Search! Suche! Chercher!

Thursday, April 05, 2007

Piece by piece...

Walking around in an abandoned house is creepy. The places where people used to live their lives now contains junk, the walls are peeling and the scent of decay and stone marks the air. The garden is overgrown and where the swimming pool was is now a murky swamp, all shadows of a past without a future. It makes me a bit sad, goes against my personal creed of Nothing May Be Wasted.

And the place where they live now is an abandoned restaurant and sport facility, with the former dining room partitioned into rooms, old furniture moved into new places, the tennis courts overgrown, the squash court and the woman's bathrooms as storage for unknown and unused curiosities.
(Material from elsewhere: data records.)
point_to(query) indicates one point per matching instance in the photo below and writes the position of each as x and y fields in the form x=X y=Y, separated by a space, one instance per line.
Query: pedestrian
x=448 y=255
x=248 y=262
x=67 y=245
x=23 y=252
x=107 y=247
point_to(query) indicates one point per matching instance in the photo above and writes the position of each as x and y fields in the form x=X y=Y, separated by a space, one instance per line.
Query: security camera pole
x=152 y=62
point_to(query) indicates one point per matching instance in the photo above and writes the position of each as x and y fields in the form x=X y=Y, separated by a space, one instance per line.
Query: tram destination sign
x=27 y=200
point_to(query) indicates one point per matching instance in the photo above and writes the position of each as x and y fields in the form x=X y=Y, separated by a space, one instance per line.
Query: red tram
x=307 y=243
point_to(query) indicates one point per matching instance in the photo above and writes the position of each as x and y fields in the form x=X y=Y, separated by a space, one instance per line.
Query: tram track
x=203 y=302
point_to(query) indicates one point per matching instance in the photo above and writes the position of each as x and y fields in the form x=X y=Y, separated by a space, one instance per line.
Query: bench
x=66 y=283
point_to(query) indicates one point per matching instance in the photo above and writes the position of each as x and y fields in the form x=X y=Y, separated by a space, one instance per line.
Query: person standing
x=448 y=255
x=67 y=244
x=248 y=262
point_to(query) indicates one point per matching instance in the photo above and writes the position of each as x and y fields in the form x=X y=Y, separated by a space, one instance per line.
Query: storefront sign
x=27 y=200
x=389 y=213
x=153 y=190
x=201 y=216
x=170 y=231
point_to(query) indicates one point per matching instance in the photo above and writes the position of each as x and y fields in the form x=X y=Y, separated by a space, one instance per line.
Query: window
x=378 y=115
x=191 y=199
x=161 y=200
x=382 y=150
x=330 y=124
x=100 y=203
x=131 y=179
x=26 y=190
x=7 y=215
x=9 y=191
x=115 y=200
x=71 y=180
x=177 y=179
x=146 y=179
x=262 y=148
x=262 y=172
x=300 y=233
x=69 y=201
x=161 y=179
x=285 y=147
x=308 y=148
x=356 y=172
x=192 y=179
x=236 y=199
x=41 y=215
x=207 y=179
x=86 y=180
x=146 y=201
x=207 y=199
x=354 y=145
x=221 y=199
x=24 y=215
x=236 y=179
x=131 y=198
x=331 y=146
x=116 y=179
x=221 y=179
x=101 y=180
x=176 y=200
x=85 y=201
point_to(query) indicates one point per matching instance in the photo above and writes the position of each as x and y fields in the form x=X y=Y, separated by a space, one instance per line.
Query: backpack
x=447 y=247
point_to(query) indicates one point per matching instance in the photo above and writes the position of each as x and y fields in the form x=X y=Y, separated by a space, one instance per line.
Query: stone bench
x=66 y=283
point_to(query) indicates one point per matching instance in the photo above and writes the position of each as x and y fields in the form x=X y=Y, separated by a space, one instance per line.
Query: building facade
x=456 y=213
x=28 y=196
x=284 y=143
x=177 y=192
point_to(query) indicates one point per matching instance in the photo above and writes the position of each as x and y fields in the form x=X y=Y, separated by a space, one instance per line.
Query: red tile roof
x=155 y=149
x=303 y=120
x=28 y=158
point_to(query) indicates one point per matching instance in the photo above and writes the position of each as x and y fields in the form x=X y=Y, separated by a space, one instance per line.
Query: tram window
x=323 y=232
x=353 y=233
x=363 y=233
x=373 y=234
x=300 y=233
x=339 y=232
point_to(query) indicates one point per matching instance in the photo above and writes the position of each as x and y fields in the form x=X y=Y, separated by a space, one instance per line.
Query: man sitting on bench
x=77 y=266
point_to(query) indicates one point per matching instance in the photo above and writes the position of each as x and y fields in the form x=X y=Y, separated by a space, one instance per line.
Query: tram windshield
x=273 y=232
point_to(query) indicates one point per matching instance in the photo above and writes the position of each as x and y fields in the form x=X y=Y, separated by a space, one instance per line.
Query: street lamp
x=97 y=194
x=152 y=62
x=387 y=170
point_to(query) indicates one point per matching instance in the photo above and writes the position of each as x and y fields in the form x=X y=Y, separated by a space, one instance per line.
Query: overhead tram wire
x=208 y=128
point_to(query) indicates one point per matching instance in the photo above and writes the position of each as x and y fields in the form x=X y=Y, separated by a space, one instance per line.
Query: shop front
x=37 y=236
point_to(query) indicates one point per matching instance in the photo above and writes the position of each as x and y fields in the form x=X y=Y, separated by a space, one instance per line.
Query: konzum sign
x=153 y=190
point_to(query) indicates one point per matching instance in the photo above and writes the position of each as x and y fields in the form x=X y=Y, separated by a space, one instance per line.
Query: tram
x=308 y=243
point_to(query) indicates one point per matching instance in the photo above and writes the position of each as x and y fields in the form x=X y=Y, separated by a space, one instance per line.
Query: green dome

It's an odd feeling, a bit of temporariness and decay mixed with someone's (actually quite lovely) home.

We visited Monaco yesterday, which is the cleaned up bit of the Riviera with an air of 5th Avenue or PArk AVenue in NYC, clean, pretty, full of money, the parking garages full of Ferraris and more exotic. Yet it is its own country, with a history and a royal family, crowds of tourists, luxury hotels and license plates all its own.

Italy, in contrast to the French side, does not have the huge massive quantity of apartment buildings, factories, and development that completely cover the French coastline from Monaco to past Cannes. It is dirtier, poorer, emptier, more natural, in many respects more beautiful, and in my view more 'authentic', whatever that means. The French side has beautiful cities but the place is simply full, with autoroutes and cities and development and appartments and factories and huge giant stores like Carrefour everywhere, with tiny bits of park squeezed in between. Reminds me of what I have heard of California.

I'm learning French as fast as I can, and though I am at the point where I can get by with only French most of the time, I am just starting and have just reached the point of being comprehended and far from speaking well. Il faut habiter en France. But I enjoy it, and though I can't capture the slipping rhythm I hear it and know I will some day get that far, if I keep on keepin' on.

We leave tonight for Germany. I will be sad to leave France, and sad that this part of our vacation is over, though I am looking forward to the next one. Wish us a good flight.